The triangle-free process

TL;DR

This paper analyzes a stochastic process that builds large triangle-free graphs by adding edges randomly, providing new bounds on Ramsey numbers R(3,t) and R(4,t) through probabilistic methods.

Contribution

It introduces a detailed analysis of the triangle-free process and extends techniques to the K_4-free process, improving bounds on certain Ramsey numbers.

Findings

Determines the likely number of edges in the final triangle-free graph.

Shows the process likely produces a Ramsey R(3,t) graph.

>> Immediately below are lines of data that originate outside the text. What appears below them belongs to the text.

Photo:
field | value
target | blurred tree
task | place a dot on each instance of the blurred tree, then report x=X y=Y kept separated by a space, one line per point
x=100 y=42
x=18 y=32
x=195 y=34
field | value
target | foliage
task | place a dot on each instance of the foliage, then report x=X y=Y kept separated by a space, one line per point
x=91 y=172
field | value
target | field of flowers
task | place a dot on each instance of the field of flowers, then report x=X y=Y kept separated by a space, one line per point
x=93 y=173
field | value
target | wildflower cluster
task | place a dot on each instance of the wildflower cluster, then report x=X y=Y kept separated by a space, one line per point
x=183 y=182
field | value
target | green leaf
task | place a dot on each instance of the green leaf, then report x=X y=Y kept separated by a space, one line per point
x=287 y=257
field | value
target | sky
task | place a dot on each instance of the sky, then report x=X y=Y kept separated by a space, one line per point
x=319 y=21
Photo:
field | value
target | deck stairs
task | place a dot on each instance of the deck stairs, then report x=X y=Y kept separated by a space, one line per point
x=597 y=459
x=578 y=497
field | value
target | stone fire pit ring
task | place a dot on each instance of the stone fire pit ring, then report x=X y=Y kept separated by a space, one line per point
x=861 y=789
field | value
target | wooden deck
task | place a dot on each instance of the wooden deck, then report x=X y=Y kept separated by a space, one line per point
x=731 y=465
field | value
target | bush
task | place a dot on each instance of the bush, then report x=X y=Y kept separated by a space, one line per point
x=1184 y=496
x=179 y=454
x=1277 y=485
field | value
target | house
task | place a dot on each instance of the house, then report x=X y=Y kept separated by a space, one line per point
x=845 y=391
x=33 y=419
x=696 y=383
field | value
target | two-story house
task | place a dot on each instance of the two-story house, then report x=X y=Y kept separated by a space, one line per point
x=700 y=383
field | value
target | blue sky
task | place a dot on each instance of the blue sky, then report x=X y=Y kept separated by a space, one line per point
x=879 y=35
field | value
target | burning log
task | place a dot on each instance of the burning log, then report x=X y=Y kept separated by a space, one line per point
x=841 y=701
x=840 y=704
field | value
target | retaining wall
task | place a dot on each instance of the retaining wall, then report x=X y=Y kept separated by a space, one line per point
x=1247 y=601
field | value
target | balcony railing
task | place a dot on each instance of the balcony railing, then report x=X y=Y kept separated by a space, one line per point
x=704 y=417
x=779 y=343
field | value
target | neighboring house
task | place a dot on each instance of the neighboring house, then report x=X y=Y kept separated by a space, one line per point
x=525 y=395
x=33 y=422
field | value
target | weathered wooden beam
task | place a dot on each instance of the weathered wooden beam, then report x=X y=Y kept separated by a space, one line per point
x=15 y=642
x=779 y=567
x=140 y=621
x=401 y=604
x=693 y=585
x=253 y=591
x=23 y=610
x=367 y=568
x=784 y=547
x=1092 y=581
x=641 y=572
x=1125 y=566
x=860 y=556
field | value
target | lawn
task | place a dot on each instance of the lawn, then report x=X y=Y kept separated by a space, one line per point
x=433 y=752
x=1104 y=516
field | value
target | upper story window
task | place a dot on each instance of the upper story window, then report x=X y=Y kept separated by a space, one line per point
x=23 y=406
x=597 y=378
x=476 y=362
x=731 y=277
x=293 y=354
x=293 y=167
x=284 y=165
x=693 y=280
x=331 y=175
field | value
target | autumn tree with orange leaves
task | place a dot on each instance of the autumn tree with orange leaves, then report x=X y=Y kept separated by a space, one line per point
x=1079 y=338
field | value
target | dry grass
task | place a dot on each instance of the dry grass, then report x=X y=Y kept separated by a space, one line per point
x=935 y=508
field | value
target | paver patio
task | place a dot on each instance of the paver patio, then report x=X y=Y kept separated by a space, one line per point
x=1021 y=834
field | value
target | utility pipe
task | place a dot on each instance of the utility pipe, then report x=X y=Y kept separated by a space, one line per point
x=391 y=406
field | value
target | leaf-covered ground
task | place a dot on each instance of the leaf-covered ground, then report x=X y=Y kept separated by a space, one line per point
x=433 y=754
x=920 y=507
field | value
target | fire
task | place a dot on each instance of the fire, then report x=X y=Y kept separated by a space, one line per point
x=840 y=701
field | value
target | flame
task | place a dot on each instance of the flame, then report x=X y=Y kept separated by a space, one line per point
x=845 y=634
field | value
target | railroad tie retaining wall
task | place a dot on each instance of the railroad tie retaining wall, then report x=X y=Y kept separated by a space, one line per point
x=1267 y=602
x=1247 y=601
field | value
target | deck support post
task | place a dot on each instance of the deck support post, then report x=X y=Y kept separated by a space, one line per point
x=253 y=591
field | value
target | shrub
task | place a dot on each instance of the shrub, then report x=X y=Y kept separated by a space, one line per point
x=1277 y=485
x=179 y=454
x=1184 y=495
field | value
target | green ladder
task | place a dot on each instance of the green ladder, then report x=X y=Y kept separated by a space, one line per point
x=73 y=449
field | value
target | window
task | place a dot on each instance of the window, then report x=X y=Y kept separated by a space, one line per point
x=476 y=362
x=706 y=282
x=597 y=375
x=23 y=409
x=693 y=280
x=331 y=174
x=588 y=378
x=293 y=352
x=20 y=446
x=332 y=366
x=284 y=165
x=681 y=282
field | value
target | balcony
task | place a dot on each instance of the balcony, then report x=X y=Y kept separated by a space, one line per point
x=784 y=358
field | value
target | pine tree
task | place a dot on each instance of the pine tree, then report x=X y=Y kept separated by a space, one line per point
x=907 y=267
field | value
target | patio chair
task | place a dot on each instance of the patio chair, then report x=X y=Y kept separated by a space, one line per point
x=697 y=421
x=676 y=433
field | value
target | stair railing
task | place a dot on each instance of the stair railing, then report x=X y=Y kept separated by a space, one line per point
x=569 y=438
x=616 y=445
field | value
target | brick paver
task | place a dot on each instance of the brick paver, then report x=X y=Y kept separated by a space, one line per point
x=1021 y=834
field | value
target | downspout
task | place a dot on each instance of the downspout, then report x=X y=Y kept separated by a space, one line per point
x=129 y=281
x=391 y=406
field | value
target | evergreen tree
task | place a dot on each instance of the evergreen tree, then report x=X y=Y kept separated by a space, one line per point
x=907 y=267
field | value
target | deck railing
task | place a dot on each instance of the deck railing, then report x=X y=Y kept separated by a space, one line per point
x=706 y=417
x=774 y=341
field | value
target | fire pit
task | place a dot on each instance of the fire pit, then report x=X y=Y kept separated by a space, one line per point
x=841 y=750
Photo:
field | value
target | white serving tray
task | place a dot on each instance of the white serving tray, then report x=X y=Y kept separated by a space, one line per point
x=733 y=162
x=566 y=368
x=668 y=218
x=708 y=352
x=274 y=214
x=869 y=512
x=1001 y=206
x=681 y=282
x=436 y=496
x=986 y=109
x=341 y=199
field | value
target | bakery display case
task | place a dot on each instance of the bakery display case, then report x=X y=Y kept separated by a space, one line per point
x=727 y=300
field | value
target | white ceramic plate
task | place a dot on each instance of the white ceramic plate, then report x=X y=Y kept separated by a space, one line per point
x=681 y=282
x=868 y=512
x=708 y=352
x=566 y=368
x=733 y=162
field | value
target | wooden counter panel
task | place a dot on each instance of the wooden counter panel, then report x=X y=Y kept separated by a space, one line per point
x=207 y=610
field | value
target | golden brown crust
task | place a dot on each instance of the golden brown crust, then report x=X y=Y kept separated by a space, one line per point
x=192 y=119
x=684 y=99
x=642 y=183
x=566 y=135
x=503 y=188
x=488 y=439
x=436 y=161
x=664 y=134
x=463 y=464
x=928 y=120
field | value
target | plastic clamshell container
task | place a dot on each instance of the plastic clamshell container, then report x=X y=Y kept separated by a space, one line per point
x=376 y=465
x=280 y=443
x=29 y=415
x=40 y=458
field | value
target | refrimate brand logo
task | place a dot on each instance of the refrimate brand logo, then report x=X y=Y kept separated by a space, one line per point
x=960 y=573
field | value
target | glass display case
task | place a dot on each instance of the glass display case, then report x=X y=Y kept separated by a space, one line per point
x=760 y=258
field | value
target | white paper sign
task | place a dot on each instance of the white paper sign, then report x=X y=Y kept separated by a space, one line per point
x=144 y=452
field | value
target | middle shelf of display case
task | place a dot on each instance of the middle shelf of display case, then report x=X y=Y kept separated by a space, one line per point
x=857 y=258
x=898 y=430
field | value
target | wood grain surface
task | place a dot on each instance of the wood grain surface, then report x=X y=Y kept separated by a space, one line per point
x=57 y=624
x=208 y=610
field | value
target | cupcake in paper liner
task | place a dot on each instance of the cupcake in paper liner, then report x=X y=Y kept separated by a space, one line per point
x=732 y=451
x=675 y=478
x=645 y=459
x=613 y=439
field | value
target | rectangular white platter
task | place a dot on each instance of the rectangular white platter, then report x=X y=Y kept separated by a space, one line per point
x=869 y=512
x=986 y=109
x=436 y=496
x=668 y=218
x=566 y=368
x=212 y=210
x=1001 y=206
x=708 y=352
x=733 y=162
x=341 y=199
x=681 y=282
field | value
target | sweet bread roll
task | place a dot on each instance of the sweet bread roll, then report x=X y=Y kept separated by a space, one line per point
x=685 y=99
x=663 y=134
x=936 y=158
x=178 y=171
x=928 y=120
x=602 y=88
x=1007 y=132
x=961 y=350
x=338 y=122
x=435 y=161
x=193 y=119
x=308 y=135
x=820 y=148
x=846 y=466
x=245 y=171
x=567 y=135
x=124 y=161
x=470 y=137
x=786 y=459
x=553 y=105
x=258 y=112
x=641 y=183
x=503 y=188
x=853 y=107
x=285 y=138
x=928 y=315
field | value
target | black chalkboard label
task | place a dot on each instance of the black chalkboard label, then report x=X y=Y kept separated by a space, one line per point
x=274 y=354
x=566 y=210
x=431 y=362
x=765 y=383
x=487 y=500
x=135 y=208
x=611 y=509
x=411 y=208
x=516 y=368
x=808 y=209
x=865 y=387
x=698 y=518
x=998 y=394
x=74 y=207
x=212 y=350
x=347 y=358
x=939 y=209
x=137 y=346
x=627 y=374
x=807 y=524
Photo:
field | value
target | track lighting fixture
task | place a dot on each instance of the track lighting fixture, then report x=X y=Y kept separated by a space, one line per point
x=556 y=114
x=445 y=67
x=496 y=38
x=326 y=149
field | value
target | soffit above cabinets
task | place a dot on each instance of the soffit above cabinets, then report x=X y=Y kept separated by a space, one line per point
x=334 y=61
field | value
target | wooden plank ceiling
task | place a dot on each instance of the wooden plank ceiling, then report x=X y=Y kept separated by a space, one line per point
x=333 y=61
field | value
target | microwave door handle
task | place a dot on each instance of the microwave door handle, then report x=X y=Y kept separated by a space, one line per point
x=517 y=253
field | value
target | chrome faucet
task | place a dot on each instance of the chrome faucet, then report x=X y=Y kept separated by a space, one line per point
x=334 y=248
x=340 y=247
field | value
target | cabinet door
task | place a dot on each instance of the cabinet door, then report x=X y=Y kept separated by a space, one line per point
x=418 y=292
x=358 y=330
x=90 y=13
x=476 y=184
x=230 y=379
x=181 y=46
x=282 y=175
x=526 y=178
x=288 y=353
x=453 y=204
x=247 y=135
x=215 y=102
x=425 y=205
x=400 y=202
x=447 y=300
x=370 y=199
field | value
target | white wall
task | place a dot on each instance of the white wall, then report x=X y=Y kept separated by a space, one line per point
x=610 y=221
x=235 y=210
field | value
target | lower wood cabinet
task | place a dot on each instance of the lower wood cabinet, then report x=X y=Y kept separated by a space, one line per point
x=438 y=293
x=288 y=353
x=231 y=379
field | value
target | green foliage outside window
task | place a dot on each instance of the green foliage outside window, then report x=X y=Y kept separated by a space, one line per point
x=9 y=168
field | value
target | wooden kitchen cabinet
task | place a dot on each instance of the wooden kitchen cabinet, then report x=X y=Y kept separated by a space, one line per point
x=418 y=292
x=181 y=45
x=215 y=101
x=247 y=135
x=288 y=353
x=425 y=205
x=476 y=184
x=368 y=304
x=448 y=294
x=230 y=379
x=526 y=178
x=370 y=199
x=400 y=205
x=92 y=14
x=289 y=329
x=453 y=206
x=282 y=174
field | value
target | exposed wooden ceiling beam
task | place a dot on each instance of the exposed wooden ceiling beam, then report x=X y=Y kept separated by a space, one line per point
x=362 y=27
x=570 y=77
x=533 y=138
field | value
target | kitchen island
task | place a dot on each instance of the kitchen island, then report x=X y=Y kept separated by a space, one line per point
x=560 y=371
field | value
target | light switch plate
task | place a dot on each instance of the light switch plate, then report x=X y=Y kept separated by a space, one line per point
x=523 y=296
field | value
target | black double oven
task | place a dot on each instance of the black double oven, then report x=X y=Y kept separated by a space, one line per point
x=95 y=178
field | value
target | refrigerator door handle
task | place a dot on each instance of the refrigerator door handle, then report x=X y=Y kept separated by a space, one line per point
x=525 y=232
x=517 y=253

Provides a new proof for the lower bound on R(3,t) and improves bounds on R(4,t).

Abstract

Consider the following stochastic graph process. We begin with the empty graph on n vertices and add edges one at a time, where each edge is chosen uniformly at random from the collection of potential edges that do not form triangles when added to the graph. The process terminates at a maximal traingle-free graph. Here we analyze the triangle-free process, determining the likely order of magnitude of the number of edges in the final graph. As a corollary we show that the triangle-free process is very likely to produce a Ramsey R(3,t) graph; that is, our analysis of the triangle-free process gives a new proof of the lower bound on R(3,t) previously established by Jeong Han Kim. The techniques introduced extend to the K_4-free process thereby establishing a small improvement in the best known lower bound on the Ramsey number R(4,t).